A 6ª Vara Federal da Seção Judiciária do Distrito Federal proferiu sentença favorável a um servidor vinculado à Fundação Nacional dos Povos Indígenas (FUNAI), anulando sua demissão por abandono de cargo. A decisão determinou sua reintegração ao cargo e o pagamento de vencimentos atrasados, com juros e correção monetária.

O fundamento da sentença foi a prescrição da pretensão punitiva da Administração Pública, conforme previsto na legislação aplicável. A prescrição ocorre quando o titular de um direito (neste caso, a Administração) não o exerce dentro do prazo legal, resultando na extinção da possibilidade de punição.

Fundamentação jurídica

A Administração alegava abandono de cargo por faltas não justificadas por mais de 30 dias. Após a instauração de um Processo Administrativo Disciplinar (PAD) em abril de 2011, o prazo prescricional foi interrompido, mas voltou a contar após 140 dias de tramitação do Processo.

A decisão destacou que a prescrição ocorreu cerca de quatro anos antes da conclusão do processo e da aplicação da pena de demissão, que somente foi efetivada em abril de 2020, ou seja, mais de 9 anos após a instauração do PAD.
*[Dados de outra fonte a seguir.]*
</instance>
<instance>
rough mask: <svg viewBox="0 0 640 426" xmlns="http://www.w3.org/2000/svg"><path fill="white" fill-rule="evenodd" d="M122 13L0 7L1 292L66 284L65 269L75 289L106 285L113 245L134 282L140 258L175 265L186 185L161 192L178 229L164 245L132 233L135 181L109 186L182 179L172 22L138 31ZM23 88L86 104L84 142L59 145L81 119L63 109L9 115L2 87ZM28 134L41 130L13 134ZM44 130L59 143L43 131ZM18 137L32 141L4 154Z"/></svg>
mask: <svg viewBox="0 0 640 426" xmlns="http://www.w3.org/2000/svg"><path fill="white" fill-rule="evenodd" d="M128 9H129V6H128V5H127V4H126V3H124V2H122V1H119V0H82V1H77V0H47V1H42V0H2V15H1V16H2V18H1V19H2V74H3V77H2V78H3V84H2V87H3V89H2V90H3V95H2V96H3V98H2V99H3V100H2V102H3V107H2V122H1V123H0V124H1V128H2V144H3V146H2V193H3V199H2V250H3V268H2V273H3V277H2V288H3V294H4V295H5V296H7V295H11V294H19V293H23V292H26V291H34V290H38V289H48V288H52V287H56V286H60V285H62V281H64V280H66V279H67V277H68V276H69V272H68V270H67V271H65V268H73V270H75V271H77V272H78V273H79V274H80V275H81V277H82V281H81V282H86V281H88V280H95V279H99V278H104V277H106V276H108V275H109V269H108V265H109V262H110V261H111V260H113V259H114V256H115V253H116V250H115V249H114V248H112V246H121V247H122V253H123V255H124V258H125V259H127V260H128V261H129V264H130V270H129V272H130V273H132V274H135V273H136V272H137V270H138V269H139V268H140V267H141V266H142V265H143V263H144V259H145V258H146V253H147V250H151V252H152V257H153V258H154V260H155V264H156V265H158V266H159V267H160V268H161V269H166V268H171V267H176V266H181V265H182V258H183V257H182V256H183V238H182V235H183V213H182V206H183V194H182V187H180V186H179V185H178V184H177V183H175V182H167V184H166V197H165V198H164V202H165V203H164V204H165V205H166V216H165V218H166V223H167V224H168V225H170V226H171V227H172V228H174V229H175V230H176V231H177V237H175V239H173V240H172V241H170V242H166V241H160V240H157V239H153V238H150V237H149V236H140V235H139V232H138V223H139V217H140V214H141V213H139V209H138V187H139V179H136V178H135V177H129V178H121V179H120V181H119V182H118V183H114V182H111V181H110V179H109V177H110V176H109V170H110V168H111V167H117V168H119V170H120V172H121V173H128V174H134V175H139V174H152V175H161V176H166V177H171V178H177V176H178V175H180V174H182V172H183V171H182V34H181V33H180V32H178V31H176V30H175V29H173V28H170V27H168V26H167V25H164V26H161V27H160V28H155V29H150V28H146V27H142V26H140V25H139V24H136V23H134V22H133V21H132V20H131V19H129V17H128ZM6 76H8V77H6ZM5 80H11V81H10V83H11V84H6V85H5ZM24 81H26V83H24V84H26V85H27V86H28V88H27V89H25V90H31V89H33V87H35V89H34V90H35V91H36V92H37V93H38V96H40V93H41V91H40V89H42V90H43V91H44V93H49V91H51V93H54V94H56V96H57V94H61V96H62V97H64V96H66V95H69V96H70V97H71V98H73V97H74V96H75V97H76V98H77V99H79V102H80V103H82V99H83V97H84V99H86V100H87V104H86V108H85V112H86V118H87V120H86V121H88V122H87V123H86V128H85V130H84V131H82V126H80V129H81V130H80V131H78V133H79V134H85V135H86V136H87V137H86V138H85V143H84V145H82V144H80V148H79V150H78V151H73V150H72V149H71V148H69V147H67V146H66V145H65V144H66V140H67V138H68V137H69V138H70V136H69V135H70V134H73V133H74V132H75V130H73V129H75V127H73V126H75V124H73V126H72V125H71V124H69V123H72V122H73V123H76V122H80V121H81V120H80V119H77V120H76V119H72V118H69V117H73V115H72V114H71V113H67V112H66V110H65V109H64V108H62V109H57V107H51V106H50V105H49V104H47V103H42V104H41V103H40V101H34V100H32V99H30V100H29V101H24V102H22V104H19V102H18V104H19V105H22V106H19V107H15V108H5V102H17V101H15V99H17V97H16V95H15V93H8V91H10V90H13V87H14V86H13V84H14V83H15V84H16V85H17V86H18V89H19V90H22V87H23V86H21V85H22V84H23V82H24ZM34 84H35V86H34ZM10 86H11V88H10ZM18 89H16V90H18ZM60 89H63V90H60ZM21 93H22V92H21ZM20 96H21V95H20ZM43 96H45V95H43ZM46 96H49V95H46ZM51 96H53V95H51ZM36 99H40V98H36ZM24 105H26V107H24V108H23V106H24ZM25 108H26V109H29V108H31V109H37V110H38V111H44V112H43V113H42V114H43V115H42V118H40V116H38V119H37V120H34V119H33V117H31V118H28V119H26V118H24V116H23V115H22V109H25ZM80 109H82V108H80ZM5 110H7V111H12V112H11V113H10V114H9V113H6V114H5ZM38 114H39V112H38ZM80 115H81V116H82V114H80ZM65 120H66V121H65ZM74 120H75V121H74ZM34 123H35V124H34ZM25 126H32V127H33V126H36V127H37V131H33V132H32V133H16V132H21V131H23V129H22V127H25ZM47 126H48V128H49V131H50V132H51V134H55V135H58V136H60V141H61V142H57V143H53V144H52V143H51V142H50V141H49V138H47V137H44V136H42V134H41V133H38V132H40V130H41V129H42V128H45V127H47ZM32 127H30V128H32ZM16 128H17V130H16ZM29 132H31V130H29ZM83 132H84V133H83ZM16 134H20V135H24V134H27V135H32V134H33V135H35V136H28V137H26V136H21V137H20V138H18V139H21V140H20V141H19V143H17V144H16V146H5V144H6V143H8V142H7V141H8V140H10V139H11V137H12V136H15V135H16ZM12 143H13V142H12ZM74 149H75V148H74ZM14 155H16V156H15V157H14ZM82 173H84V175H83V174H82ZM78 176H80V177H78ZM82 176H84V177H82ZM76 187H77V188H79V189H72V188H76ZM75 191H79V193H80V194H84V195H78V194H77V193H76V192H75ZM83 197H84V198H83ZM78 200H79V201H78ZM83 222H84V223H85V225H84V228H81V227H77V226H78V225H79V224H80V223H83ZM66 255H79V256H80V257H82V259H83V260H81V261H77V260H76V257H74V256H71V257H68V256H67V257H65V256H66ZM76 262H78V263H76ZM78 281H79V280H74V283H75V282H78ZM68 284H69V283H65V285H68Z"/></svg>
A sentença reconheceu a prescrição como matéria de ordem pública, que pode ser declarada a qualquer tempo e grau de jurisdição, e entendeu que a demora desproporcional na tramitação violou os princípios da Segurança Jurídica e da duração razoável do processo, previstos na Constituição.

Opinião do advogado

Pedro Rodrigues, sócio do escritório Cassel Ruzzarin Advogados, elogiou a decisão: “A decisão foi acertada, pois foram preservados princípios como os da Segurança Jurídica e da duração razoável do processo. A Administração Pública deve observar com rigor os prazos a que está submetida, para evitar o desrespeito ao Princípio da Legalidade, a que deve estrita obediência.”

A sentença reafirma a importância da observância dos prazos legais por parte da Administração Pública em processos administrativos, protegendo os direitos dos servidores e assegurando a aplicação dos princípios constitucionais.

Embora a FUNAI tenha recorrido, a decisão representa um importante precedente para casos semelhantes.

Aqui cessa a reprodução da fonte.